3. If your company handles data about Europeans, is your cloud provider compliant with the General Data Protection Regulation (GDPR)? GDPR is a new set of privacy rules from the EU that go into effect in May 2018. Fines can be extremely high for serious violations of privacy for EU citizens — up to four percent of worldwide revenue (not profits) or €20 million, whichever is higher. Make sure that your cloud service provider can demonstrate that it is in compliance with GDPR regulations. This is no small task, but in the long run it is worth ensuring that your service provider, along with its supply chain of service providers, are compliant with security and privacy regulations.

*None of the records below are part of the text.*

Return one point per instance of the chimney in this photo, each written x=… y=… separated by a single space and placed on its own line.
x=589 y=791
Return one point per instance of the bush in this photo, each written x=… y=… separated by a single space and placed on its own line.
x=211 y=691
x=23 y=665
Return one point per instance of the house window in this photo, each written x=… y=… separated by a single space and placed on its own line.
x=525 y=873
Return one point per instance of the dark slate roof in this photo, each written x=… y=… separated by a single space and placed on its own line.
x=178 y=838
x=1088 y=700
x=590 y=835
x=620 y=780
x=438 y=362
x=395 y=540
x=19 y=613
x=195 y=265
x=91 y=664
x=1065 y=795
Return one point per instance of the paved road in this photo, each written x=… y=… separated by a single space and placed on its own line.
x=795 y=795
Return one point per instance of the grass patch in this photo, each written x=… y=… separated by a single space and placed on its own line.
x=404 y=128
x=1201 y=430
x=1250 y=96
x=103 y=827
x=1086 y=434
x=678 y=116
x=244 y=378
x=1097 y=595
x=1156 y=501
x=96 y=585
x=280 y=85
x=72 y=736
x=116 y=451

4. What's your business continuity plan? Companies are well aware that they need to keep backups of their data and have a business continuity plan in case an emergency hits, but so must your cloud provider. Ask your provider to show you their business continuity plan and ask them about their data backup strategy. If your provider does not back up your data or have plans to keep you operating in case their site is hit with an emergency, you might well want to look elsewhere. If their plan does not meet your compliance requirements, you need to address that before signing on the dotted line.
5. Do you provide an audit trail? Bad things sometimes happen; there's just no getting around that. Ask your service provider if they have an audit trail that shows which of their employees took certain actions on their systems, whether it was conducted directly at the cloud provider's site or if it was done remotely through an API or a web interface. Having that audit trail that identifies the provider's employees will help you determine if data was the victim of an attack or perhaps a benign action that might have impacted your data accidentally or as collateral damage.
Obviously there are a lot of questions that must be asked before you sign a contract with a cloud provider. We will look at other questions in other stories, but for now, these are among the most important you will need to address.